Kuratorial oleh Kuss Indarto
Antara Pemenang dan Pecundang
Oleh Kuss Indarto
MENYIMAK karya-karya lukis Afriani dalam
tiga kali pameran tunggalnya seperti menatap irisan kecil panorama Indonesia
yang penuh keburaman—meski ada cercah harapan. Menonton bentang-bentang kanvas
Afriani dalam sewindu terakhir seperti merunuti pergeseran visual juga
perkembangan substansi karya yang cukup tertata dan lumayan terkonsep. Dari
pameran tunggal pertamanya tahun 2010 yang bertajuk “Vox Populi” lalu berlanjut pada “Prahara Sunyi” (tahun 2013), hingga “Be The Winner” yang dipresentasikan kali ini, apresian—setidaknya
saya—bisa melihat dan merasakan gerak evolutif dari perjalanan kreatif seorang
perupa yang berhasrat kuat membuat titik-titik pencapaian dari waktu ke waktu. Perkembangan
dan gerak yang evolutif tampaknya menjadi modus dan pilihannya. Bukan bergerak
secara revolutif/revolusioner atau terlalu kontras dan bergegas sehingga sangat
mungkin melenyapkan jejak langkah kreatif yang ditorehkan sebelumnya. Karya
yang dikerjakannya untuk pameran kali ini masih menemukan titik sambung dengan
hasil kreasinya sekitar 5-8 tahun lalu.
Pada
pameran tunggal “Vox Populi” Afriani
banyak menampilkan citra visual tentang kontras-kontras sosial yang terjadi
dalam masyarakat. Kontras-kontras itu disodorkan dalam kanvas seperti sebuah opini
personal atas kondisi masyarakat yang ditemui di sekitarnya. Di sini, perupa
ini seperti menempatkan dirinya dalam potret penuh kekontrasan tersebut karena,
bisa jadi, dia juga bagian dari masyarakat yang tiap hari hidup dalam tempaan kerasnya
megapolitan Jakarta yang penuh dengan kekontrasan sosial. Sang seniman ini
menampilkan dirinya sebagai homo
astheticus (makhluk seni) sekaligus sebagai homo socius (makhlus sosial). Pada titik ini, maka kefasihan untuk
menampilkan kontradiksi atau kontras sosial terasa pada karya-karya Afriani.

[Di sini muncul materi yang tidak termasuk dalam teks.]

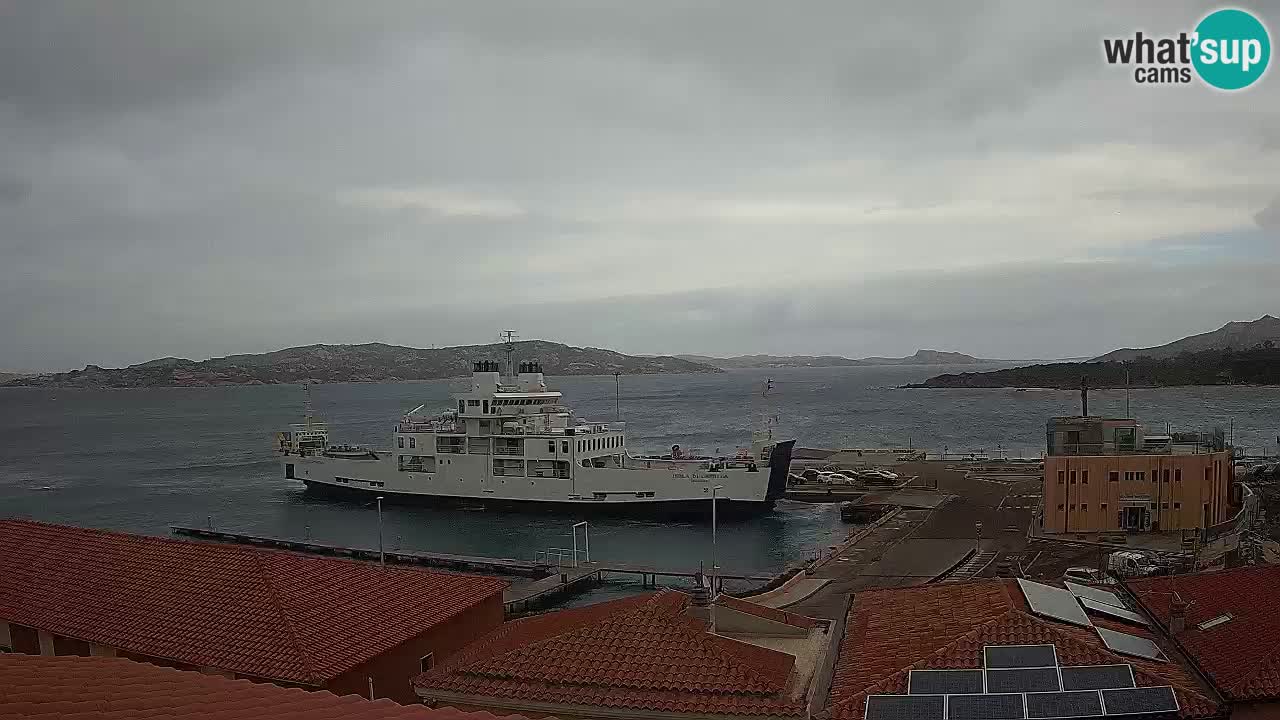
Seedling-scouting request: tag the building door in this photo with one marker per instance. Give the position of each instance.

Ada, misalnya, lukisan yang menggambarkan sesosok anak kecil yang terempas
menjadi anak jalanan dan mengamen untuk menghidupi dirinya (pada lukisan “Pewaris Semangat”, 2009). Sosok
tersebut menghadap patung Ki Hadjar Dewantara, tokoh pendidikan yang juga
menjadi Menteri Pendidikan dan Pengajaran pada awal-awal kemerdekaan RI. Saya
kira sang seniman sengaja “membenturkan” gambaran yang kontras tersebut
sekaligus beropini bahwa dunia pendidikan di Indoneia masih saja menghadapi
problem yang paling elementer, yakni kemiskinan yang mengempaskan anak-anak
dari keluarga tak mampu yang tak terserap ke dunia pendidikan karena problem
ekonomi.
Ada
pula lukisan “Kuli Malam” (2010) yang
menggambarkan betapa kerasnya para pejuang keluarga itu bergelut mencari sesuap
makanan dengan mengorbankan waktunya berpisah dengan anak-istri ketika malam
tiba. Di latar belakang mereka, ada konstruksi jalan tol yang tengah mereka
kerjakan demi mobil-mobil gilap yang butuh medan perlintasan menembus kemacetan
Jakarta. Para buruh itu mungkin tak akan menikmati hasil pekerjaannya tersebut,
namun keringatnya ikut memuluskan jalan yang dilewati para pemilik mobil mewah.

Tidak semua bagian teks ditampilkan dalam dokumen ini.